Il a néanmoins reconnu que le monde, surtout celui d’internet, a bien évolué depuis la création de la loi et que certains principes doivent être éclaircis. Il souligne enfin que pour que l’application de la loi fonctionne, 3 principes fondamentaux doivent être respectés par tous les acteurs :

– des audits externes doivent être conduits afin de respecter la transparence
– un dialogue doit être instauré entre toutes les parties concernées
– un objectif commun doit être déterminé.

Loïc Armand conclut que la transparence économique ne doit pas être la seule préoccupation et rappelle, à juste titre, que la protection de la vie privée n’est pas négociable car la préservation aujourd’hui de la confiance des internautes est notre possibilité de communiquer de demain.
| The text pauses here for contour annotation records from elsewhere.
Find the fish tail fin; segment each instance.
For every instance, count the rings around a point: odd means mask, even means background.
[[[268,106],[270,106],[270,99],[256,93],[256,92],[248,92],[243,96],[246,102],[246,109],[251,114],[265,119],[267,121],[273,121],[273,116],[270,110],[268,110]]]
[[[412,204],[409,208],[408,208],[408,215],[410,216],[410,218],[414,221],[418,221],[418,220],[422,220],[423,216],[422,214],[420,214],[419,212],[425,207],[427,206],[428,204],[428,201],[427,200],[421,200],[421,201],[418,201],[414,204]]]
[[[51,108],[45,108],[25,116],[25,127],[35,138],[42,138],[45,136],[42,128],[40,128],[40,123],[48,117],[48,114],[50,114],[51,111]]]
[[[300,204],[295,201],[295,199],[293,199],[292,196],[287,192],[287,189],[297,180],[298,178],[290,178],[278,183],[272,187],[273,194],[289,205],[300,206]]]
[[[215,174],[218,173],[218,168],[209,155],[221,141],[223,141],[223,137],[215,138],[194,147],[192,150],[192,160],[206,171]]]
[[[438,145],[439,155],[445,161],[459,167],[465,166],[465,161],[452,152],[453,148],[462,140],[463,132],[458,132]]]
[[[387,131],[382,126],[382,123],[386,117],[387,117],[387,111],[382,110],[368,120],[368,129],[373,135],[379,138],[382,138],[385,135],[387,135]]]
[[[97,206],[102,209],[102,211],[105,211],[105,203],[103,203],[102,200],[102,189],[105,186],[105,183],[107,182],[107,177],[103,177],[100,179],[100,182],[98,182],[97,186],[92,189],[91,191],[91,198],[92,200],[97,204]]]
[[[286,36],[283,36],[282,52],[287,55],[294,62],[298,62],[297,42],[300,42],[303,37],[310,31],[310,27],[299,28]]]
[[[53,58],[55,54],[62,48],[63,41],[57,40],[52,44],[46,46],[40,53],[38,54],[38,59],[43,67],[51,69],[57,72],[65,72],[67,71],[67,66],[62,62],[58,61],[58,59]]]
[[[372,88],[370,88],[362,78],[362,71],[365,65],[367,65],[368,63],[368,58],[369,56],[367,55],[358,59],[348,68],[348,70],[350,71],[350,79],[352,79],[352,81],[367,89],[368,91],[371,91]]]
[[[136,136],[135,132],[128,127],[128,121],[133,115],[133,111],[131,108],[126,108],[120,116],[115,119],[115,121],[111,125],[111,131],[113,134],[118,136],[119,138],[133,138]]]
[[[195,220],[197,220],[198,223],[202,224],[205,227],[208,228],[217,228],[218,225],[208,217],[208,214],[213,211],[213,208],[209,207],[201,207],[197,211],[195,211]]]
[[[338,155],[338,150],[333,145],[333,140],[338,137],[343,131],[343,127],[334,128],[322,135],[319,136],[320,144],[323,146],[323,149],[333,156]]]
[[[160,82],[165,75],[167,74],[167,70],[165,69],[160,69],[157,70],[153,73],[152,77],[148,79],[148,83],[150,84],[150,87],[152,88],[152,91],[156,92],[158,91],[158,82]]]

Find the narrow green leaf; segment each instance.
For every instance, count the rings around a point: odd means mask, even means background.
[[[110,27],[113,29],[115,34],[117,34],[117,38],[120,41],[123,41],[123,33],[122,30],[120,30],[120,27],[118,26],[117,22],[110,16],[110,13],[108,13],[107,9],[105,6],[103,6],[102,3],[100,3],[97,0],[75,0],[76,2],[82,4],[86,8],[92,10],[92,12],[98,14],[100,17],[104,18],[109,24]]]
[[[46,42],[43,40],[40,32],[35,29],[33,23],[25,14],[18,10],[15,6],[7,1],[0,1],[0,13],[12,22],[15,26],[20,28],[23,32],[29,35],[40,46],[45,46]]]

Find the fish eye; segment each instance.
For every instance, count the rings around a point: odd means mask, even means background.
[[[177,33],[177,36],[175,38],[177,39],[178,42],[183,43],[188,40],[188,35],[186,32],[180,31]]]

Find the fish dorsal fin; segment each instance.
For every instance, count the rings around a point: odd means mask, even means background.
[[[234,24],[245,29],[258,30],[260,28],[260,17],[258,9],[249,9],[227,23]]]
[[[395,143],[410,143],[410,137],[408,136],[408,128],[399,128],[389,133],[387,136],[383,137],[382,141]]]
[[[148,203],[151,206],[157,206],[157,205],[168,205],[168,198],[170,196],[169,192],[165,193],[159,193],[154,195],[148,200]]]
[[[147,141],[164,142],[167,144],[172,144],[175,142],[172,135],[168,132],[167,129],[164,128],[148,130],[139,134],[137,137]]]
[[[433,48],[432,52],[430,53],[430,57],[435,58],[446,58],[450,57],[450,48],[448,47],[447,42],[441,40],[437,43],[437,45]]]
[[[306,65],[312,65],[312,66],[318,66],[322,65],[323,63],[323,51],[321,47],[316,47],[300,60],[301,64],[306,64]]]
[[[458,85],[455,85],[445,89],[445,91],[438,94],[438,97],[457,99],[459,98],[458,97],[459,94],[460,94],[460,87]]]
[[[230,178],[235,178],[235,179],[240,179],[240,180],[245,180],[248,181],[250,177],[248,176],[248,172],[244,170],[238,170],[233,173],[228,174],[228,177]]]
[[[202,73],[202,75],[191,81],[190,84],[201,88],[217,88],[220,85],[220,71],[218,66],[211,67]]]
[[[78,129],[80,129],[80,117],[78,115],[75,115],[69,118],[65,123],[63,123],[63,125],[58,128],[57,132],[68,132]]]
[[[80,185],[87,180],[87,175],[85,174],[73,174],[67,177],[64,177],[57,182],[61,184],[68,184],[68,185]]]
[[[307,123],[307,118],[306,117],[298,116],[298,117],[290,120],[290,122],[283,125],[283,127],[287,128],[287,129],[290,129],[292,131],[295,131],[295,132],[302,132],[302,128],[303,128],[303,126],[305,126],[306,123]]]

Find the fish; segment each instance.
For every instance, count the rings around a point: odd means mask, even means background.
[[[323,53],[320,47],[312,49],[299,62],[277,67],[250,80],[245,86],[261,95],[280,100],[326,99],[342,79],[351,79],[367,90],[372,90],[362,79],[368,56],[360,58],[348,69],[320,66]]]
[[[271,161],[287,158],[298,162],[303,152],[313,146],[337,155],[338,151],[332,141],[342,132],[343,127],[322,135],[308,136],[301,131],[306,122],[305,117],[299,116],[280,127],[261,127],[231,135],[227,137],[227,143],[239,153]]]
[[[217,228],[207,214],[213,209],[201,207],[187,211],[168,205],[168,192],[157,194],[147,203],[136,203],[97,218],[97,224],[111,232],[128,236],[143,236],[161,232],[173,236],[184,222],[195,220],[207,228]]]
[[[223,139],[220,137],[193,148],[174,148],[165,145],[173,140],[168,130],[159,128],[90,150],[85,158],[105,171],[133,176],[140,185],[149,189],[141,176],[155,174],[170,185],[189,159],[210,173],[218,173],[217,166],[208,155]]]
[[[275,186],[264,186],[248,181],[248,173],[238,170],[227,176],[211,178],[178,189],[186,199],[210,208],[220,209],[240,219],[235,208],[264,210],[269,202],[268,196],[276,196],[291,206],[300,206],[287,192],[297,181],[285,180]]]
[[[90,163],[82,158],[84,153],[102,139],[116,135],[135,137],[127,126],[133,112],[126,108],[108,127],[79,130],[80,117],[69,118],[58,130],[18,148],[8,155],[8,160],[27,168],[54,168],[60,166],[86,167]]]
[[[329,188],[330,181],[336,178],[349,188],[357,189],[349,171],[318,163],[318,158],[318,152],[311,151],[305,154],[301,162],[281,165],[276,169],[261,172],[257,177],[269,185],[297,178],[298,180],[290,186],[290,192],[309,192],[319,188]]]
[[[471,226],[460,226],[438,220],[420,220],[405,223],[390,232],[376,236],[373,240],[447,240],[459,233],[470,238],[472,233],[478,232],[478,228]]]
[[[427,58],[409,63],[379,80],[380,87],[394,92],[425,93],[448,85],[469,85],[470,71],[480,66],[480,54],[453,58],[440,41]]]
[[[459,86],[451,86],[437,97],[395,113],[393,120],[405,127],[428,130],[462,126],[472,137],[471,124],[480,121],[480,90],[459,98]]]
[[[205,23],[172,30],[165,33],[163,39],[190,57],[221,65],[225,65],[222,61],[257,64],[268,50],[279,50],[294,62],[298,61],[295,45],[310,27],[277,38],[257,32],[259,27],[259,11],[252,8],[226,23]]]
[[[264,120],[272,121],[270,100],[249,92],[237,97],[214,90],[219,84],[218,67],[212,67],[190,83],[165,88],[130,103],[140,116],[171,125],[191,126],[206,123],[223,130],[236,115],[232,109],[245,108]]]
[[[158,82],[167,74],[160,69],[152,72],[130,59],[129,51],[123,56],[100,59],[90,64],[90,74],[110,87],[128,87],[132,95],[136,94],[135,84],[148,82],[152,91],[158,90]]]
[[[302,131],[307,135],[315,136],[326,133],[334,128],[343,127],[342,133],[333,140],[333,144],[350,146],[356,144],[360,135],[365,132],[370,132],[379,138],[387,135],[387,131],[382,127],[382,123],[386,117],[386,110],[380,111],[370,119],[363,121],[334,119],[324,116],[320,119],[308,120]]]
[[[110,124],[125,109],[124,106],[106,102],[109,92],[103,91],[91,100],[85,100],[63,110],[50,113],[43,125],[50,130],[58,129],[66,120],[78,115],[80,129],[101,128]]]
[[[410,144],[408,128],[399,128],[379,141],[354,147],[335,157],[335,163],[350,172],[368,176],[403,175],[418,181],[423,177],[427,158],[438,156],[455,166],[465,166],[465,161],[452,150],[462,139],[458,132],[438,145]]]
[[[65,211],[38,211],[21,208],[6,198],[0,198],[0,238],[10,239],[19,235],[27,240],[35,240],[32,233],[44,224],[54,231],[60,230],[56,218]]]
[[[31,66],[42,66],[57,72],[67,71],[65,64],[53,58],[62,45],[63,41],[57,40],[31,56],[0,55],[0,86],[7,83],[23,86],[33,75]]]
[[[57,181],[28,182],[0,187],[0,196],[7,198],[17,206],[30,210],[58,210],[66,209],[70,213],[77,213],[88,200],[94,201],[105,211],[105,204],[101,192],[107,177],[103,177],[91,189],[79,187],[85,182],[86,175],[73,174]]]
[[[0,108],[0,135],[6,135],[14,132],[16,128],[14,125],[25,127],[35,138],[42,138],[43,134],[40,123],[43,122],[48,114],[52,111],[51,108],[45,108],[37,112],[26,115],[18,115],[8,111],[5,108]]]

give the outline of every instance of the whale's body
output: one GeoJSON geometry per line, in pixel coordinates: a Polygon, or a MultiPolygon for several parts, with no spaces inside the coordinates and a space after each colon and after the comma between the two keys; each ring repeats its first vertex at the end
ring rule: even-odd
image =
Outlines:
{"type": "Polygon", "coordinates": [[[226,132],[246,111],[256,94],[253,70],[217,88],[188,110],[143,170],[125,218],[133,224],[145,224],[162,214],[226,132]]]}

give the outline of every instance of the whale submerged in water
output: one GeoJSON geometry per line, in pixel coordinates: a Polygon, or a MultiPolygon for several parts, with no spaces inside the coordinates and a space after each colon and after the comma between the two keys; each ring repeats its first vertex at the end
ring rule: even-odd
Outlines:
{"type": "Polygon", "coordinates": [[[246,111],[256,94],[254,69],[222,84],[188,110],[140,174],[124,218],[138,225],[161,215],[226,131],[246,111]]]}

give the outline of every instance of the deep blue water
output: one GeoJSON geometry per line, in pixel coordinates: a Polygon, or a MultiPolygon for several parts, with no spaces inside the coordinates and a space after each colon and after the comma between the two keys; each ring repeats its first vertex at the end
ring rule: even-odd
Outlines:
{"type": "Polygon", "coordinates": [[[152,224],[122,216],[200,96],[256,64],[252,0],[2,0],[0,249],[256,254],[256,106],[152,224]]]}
Jean-Luc Chetrit, UDECAM, enfin, est également pour le dialogue ouvert des parties et sur notamment les statuts qui doivent apparaître ou non, tels que celui de « transformateur d’espaces ». Il conclut néanmoins sur le fait qu’il est urgent de prendre le temps de le faire.

Tout le monde est donc d'accord : une clarification de la Loi Sapin oui, l'instauration d'une exception internet, non.